The 4th most popular blog post on the all-time top ten list is an unexpected entry: Five Ways NOT to Brainstorm.
Written almost exactly eight years ago, it was intended to be funny and a little silly – mostly.
I had read a couple of articles in Fast Company and the New Yorker about the perhaps counter-intuitive reality that brainstorming is rarely productive, which I found ironic.
Brainstorming was originated in the 1940s by a “Mad Men” era exec at BBDO, one of the big Madison Avenue advertising firms. The basic concept was that being too critical early on stifles creativity, so get a bunch of people together, suspend judgement, and watch the ideas flow. (The New Yorker article goes into a lot more detail about this history.)
Sounds plausible, but it turns out not to be true.
As the Fast Company article reports, further social science experiments indicate that it’s group dynamics more than criticism that stifles creative thinking.
Which group dynamics? Well, if you’ve were ever assigned a team project during your formative years, you know the answer: The forces that encourage everyone to sit back and assume someone else will do all the work. (Unless you’re the one who was always the “someone” in the group, in which case, we should meet for coffee sometime because I think we’d have a lot in common.)
In fact, criticism can actually help produce more ideas in the form of solutions as the group gets more clear about what problem it is they’re trying to solve exactly. As Fast Company advises:
…the fact is that people are usually better at finding fault than they are at finding answers. Properly harnessed, that could be a good thing.
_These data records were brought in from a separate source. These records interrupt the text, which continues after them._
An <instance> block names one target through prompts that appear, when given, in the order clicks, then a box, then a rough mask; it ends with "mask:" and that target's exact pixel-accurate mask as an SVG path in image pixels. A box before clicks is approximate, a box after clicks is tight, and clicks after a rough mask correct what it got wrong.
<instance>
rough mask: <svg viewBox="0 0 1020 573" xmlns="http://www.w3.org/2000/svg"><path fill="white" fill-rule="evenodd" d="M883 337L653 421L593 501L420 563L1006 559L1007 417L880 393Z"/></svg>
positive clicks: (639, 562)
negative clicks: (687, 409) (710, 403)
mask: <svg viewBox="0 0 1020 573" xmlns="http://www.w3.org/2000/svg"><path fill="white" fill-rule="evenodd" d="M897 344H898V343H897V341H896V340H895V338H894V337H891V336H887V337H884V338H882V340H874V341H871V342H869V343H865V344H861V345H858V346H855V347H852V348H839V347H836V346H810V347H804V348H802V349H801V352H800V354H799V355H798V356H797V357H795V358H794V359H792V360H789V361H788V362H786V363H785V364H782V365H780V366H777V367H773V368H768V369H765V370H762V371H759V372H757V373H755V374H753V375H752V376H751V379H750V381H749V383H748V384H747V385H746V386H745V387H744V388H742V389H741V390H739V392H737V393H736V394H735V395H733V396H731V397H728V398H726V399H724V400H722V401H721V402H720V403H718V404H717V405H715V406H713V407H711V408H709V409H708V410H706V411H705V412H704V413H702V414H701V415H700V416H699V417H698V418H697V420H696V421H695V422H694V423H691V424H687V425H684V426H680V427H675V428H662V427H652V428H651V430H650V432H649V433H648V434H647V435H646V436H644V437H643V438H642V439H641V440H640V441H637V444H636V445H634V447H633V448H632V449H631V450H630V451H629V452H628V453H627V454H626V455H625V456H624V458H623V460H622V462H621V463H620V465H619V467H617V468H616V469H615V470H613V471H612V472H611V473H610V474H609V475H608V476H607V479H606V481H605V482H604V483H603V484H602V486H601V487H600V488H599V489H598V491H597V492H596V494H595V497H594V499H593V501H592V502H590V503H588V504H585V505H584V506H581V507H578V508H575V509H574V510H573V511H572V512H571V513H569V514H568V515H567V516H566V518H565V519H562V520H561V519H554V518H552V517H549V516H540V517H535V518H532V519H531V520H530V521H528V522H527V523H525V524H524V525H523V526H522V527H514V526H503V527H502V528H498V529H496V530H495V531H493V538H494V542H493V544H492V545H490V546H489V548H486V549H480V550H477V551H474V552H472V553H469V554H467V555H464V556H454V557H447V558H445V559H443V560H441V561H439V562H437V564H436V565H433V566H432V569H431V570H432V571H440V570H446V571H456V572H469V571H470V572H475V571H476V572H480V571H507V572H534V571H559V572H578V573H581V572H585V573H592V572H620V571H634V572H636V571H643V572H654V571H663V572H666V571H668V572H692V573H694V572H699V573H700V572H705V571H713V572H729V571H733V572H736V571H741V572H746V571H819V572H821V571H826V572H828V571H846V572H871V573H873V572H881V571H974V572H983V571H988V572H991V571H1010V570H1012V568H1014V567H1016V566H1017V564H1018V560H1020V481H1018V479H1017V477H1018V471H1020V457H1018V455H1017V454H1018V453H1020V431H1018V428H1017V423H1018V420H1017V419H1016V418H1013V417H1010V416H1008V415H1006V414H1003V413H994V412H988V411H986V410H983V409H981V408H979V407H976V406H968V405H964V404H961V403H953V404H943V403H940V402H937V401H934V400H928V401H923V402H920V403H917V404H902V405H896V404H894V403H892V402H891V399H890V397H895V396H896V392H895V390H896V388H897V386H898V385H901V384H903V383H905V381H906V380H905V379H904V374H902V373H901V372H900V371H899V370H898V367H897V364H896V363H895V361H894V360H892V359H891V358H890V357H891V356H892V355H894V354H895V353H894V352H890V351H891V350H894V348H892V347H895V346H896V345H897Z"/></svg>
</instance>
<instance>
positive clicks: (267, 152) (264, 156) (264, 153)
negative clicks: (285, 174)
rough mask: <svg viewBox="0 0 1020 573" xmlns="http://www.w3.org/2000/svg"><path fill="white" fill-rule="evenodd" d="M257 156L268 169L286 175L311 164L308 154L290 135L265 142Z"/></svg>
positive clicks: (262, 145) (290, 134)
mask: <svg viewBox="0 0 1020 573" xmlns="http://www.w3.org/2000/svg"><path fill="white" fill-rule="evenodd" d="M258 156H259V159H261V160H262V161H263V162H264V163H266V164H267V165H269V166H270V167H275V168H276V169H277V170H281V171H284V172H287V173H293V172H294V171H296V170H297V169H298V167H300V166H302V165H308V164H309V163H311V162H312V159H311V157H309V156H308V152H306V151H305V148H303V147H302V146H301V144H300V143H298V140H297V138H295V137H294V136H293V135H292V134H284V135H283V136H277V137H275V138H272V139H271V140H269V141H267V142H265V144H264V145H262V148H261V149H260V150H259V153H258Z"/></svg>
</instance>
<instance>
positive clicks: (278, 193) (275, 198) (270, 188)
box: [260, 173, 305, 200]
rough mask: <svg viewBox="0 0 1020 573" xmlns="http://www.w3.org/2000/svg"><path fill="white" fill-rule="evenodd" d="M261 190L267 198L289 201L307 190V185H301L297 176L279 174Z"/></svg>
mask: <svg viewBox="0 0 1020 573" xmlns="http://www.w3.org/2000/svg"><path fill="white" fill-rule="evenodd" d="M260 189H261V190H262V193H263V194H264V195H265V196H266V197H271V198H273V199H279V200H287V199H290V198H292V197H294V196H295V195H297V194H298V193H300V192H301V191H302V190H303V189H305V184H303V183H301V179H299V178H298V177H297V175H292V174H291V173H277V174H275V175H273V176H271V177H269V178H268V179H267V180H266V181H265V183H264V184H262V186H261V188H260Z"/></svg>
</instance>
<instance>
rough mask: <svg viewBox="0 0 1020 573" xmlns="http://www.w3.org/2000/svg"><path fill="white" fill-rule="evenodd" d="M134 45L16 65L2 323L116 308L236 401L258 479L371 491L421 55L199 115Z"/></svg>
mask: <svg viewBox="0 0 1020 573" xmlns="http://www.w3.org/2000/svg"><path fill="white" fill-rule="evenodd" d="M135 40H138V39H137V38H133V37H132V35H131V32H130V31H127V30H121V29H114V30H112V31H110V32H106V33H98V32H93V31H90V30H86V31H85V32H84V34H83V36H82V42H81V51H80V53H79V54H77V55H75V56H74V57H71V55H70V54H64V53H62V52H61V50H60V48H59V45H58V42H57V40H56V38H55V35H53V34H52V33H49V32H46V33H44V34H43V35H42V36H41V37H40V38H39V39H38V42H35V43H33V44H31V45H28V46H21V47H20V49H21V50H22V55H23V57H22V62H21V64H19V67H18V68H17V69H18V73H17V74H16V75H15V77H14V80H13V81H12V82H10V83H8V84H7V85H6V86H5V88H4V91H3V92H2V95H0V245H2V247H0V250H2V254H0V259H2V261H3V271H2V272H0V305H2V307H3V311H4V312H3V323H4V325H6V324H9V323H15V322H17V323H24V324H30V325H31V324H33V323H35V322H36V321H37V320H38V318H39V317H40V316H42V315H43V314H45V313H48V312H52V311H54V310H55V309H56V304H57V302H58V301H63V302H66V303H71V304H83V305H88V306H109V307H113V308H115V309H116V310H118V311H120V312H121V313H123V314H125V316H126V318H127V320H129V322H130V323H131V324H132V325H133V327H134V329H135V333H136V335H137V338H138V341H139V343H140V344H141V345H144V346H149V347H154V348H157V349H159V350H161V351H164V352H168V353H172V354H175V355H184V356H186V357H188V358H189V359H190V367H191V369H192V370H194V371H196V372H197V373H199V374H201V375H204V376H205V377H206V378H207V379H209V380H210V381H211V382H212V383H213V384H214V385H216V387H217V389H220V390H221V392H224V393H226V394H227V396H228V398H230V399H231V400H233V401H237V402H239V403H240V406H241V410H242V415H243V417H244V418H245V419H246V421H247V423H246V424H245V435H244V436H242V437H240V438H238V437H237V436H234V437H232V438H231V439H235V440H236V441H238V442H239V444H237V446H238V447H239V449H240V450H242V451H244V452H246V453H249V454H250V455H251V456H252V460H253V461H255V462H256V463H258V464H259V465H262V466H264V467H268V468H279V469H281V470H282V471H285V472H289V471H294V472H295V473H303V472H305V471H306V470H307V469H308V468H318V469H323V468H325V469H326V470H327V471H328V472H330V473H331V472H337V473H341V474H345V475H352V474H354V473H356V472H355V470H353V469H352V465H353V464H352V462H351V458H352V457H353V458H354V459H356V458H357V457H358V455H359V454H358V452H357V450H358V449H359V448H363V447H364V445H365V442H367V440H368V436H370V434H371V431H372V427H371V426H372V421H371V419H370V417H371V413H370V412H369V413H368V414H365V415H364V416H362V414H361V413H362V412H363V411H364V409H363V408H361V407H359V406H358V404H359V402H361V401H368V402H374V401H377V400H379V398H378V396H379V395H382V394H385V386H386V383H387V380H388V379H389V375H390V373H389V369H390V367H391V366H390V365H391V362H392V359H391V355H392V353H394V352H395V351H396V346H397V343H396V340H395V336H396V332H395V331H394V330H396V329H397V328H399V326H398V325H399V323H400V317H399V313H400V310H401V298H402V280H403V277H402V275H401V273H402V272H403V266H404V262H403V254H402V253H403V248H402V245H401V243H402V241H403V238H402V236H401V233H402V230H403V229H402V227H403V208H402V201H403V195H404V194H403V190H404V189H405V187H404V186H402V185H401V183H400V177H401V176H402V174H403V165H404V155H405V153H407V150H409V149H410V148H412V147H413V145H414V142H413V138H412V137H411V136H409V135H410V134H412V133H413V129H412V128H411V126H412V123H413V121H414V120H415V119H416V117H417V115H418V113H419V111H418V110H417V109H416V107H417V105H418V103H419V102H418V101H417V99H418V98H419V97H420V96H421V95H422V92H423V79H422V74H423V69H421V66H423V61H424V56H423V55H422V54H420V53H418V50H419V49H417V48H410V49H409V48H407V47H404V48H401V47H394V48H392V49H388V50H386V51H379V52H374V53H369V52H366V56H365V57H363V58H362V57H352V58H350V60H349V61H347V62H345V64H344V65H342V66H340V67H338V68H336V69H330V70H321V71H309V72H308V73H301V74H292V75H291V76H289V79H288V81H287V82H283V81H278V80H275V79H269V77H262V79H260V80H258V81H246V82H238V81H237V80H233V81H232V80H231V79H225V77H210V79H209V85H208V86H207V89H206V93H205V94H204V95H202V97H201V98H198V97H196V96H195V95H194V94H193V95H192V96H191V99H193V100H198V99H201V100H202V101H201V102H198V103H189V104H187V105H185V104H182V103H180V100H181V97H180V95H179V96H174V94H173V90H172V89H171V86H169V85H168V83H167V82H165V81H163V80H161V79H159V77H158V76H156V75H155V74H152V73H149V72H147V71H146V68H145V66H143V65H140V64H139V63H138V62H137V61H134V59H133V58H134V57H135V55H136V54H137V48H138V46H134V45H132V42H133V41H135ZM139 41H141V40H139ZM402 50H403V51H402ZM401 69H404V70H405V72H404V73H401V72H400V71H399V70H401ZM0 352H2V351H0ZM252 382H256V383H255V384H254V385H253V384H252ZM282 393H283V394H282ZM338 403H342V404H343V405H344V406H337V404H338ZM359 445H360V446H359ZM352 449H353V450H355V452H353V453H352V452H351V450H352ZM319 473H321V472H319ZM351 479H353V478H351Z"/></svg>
Or, as the New Yorker article puts it:
In a way, the power of dissent is the power of surprise. After hearing someone shout out an errant answer, we work to understand it, which causes us to reassess our initial assumptions and try out new perspectives.
Interestingly, as we’re all contemplating issues related to where we work as the pandemic emergency transitions into an endemic problem we’ll have to learn to manage, physical proximity appears to matter, in everything from the “best” scientific research (measured by number of citations) to the famed MIT Rad Lab to making “Ratatouille” and “The Incredibles.”
Again quoting the New Yorker:
The most creative spaces are those which hurl us together. It is the human friction that makes the sparks.
But it’s equally important not to just throw people together in the interest of “team input theater,” where, per Scott Berkun, a bad manager:
holds a stiff and awkward meeting, some stuff is written down, a few smiles are exchanged, and then: nothing happens. (emphasis added)
And that’s actually a key point: follow up. Once you have all those ideas – good, bad, indifferent, WTF?, whatever – DO SOMETHING WITH THEM. The boss (maybe that’s you) needs to assign someone to weed through them and then assign tasks back out to the group. Otherwise, you’re just wasting everyone’s time.
And in the spirit of the original post, LONG LIVE GARBAGE FONDUE FOUNTAINS! (Be warned: If you follow that link to The Oatmeal, the language is definitely R-rated. But you should check it out, as it’s the source of the great image that heads this post, which is part of a funny and profane take on the promises and perils of brainstorming by author and artist Matthew Inman.)